J. Rogers, SE Ohio
Abstract
Maxwell's Equations, the foundation of classical electromagnetism, are conventionally formulated within a system requiring four fundamental dimensions: mass [M], length [L], time [T], and electric charge [Q]. This paper demonstrates that by eliminating charge as a fundamental dimension and re-conceptualizing it as a dimensionless count of discrete quantum events, Maxwell's Equations can be fully reformulated within a purely mechanical M-L-T framework. In this new system, validated by a re-derivation of the Lorentz Force Law and the constitutive relations, the electric field [E] assumes the dimension of force, and the magnetic field [B] that of mass-frequency. This reformulation reveals Maxwell's Equations not as laws governing a unique "electromagnetic" substance, but as a set of fundamental principles governing the dynamics of force and mass-frequency fields in spacetime, sourced by the geometry of discrete events. The consistency of this approach is critically confirmed by showing that the speed of light, c, remains an invariant velocity derived from the new geometric scaling constants.
1. Introduction
The development of Maxwell's Equations in the 19th century necessitated the introduction of electric charge as a new, fundamental substance, distinct from mass. This led to a system of units in which mechanical and electromagnetic phenomena were dimensionally separate. This paper applies a geometric framework—in which charge is a dimensionless count (e=1) and its effects are mediated by a "natural charge density" constant (ncd) with units of [M·L]—to demonstrate a deeper, underlying mechanical nature of electromagnetism.

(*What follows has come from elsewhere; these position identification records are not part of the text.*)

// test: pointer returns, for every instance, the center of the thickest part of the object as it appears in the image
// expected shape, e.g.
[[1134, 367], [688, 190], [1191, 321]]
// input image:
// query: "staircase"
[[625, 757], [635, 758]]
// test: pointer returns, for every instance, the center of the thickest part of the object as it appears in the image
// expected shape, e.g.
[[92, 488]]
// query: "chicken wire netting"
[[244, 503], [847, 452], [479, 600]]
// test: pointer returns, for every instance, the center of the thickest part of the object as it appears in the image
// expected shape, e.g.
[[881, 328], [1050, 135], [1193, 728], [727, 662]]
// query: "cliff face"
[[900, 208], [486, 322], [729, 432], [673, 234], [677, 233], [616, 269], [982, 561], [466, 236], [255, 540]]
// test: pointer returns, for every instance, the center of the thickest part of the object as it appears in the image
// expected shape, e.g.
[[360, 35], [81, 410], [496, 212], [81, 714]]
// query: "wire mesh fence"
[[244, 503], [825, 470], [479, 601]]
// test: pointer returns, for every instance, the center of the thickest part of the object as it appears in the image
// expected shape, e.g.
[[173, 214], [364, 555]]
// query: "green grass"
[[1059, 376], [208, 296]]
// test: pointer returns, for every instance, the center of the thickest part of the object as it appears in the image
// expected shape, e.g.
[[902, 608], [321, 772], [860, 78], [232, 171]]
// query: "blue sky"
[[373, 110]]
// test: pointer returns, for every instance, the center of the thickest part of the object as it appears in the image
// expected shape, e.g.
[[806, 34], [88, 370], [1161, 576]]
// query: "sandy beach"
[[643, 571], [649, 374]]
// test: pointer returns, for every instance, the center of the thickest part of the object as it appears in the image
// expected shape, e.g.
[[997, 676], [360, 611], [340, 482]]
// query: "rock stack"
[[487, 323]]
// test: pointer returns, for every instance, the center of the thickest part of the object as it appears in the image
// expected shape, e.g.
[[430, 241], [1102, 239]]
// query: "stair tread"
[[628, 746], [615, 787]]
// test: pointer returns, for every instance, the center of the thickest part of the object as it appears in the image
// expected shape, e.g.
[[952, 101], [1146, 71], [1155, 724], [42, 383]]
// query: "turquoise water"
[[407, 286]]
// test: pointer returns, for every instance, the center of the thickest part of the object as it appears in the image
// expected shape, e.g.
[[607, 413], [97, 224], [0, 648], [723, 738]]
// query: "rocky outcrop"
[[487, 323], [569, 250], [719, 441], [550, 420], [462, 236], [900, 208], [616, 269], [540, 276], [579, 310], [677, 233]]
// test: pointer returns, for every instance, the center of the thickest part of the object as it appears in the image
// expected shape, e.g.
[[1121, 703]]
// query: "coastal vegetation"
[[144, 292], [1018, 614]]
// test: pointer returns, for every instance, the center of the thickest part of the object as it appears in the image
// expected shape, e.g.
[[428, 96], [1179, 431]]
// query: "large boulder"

2. A Dictionary of Geometric-Mechanical Translation
The translation from the standard SI system to the proposed three-dimensional (M-L-T) framework is predicated on the axiom that charge is a dimensionless count. The dimensional properties of all other electromagnetic quantities are then derived from this premise via established physical laws. The dimensional unit for the B-field, [M·T⁻¹], invites several physical interpretations. While 'Mass-Frequency' is the most direct translation, it is equivalent to Momentum-per-unit-length [(M·L·T⁻¹)/L] or Action-per-unit-area [(M·L²·T⁻¹)/L²]. For consistency, we will use 'Mass-Frequency', while acknowledging these other rich geometric interpretations.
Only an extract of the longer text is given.